Eclipse (UKR) : Triumph of the Pain

Ξ mai 4th, 2012 | → 0 Comments | ∇ Death Metal |

Eclipse (UKR) : Triumph of the Pain Eclipse est né en 1995 des cendres d’une formation grindcore qui n’aura duré que deux ans, Sacral Suicide. Les membres rescapés ont su tenir le cap pour ne pas chavirer et continuer leur carrière, pas si productive que ça. En effet, c’est quand même en 2009 qu’est sorti le vrai premier opus du nom de « Grind, Suffer, Dreams », suivi de prêt par ce « Triumph of Pain » enregistré en 2010 et mis en circulation fin 2011 par le label underground More Hate Productions.

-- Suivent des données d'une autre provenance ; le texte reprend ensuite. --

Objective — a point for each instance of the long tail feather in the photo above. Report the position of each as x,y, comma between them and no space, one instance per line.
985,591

Il s’agit donc maintenant d’un trio officiant dans un brutal death metal coloré. Sa musique est aussi originale que son nom et pour cause, le combo semble largement influencé par Cannibale Corpse et la scène brutale américaine en général. Ceci dit, Eclipse arrive tout de même à varier son propos et à être aussi efficace que possible. On ne recherche pas du tout l’originalité de la chose mais la violence et l’agressivité des compositions, sans non plus tomber dans le bourrinage inutile.

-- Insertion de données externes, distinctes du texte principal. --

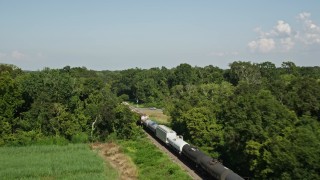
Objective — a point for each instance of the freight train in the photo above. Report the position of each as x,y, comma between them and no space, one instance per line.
194,154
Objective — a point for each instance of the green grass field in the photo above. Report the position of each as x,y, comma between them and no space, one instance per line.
151,162
73,161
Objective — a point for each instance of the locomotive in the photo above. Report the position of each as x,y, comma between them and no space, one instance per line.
194,154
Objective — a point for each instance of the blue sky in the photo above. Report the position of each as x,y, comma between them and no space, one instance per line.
116,35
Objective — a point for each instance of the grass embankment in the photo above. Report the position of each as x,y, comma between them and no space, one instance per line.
151,162
73,161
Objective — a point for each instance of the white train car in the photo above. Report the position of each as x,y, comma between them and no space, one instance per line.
163,133
177,143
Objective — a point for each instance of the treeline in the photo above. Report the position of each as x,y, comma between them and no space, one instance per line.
57,106
261,120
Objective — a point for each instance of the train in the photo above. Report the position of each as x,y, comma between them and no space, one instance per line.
170,138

Eclipse ne fait absolument pas de cadeau et la pochette vicieuse peut nous indiquer le chemin. Au vu de breveté de l’album, on sait qu’on va passer une demi heure de pure méchanceté. C’est directement le cas avec le premier « Ak-47 » qui impose ses marques et fait pencher la balance du côté de Cannibale Corpse. Samples de guerre, batterie aussi rapide qu’une mitraillette, riffs maîtrisés, Eclipse a tout de même plus d’une corde à son arc et surtout une bonne expérience, même s’il n’a pas beaucoup composé.

Les Ukrainiens ne misent pas tant que ça sur la technique des grattes, qui se veulent tranchantes quand il faut. Elles peuvent paraître assez linéaires sur le riffing comme sur « Last Breath » mais elles arrivent à suivre un rythme qui peut être très rapide ou mid tempo. Par contre, « Mindsuffer » parvient mieux à attirer notre attention avec un côté acéré à toute épreuve, une certaine technicité dans le solo et la manifestation d’une basse déchaînée et très bien mise en avant.

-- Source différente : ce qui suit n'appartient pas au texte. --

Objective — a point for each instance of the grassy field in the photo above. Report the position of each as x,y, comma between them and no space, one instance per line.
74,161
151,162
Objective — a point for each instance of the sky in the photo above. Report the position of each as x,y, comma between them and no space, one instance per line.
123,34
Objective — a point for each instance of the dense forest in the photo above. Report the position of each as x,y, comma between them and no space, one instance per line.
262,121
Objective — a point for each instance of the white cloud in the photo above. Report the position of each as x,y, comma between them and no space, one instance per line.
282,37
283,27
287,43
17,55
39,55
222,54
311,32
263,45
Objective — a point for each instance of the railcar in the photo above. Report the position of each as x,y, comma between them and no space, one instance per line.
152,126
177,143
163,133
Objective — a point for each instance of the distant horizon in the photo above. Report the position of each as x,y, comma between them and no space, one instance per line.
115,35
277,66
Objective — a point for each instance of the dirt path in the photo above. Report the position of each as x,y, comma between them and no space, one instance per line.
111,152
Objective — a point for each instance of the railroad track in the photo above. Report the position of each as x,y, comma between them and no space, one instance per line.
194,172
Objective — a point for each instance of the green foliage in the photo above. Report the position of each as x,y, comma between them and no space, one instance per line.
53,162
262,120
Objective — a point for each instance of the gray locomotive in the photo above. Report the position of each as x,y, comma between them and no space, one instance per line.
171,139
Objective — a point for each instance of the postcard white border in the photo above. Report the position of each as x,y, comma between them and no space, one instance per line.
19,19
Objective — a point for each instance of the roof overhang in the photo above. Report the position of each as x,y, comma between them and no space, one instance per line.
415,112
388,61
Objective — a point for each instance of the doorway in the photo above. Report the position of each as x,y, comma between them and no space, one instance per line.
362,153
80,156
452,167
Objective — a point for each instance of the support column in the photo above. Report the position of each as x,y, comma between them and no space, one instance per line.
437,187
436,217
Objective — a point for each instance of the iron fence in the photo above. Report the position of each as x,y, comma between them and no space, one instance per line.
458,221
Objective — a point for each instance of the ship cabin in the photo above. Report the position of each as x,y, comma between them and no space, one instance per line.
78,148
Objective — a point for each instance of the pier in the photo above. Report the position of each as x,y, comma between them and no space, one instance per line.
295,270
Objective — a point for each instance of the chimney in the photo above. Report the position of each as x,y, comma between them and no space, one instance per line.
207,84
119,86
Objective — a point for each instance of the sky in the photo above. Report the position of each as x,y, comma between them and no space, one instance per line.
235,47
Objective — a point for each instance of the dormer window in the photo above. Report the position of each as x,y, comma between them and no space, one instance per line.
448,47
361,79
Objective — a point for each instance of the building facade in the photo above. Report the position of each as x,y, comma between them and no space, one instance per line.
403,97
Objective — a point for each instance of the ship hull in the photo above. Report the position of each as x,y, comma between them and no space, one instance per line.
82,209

C’est sans aucun doute la voix qui reste la plus variée, et ce dans l’ensemble des titres. Que ce soit le growl très caverneux, le growl moins maîtrisé, le chant criard, le pig squeal ou même les murmures, on en voit de toutes les couleurs, autant dans les morceaux sus-cités que dans l’éponyme « Triumph of the Pain » qui ne fait décidément pas dans la dentelle du haut de ses quatre minute quarante sept. D’ailleurs, il semblerait que les titres les plus longs soient les plus expérimentaux, à l’image de « Dream Forgotten After First Try », qui se veut à la fois assez progressif et source de bidouillages en tout genre, que ce soit avec la basse, avec la guitare, en particulier les soli, ou avec les ambiances et les rythmes, ce qui apporte un peu d’air et de répit dans ce déluge de sang et de boyaux.

Ne cherchez donc pas ici un death metal raffiné et un temps soit peu mélodique. Si vous voulez oublier l’originalité et vous diriger vers quelque chose de très brutal et tronçonneur, essayez donc ce « Triumph of the Pain », qui, comme son titre l’indique, fera en sorte de vous faire souffrir jusqu’à la fin.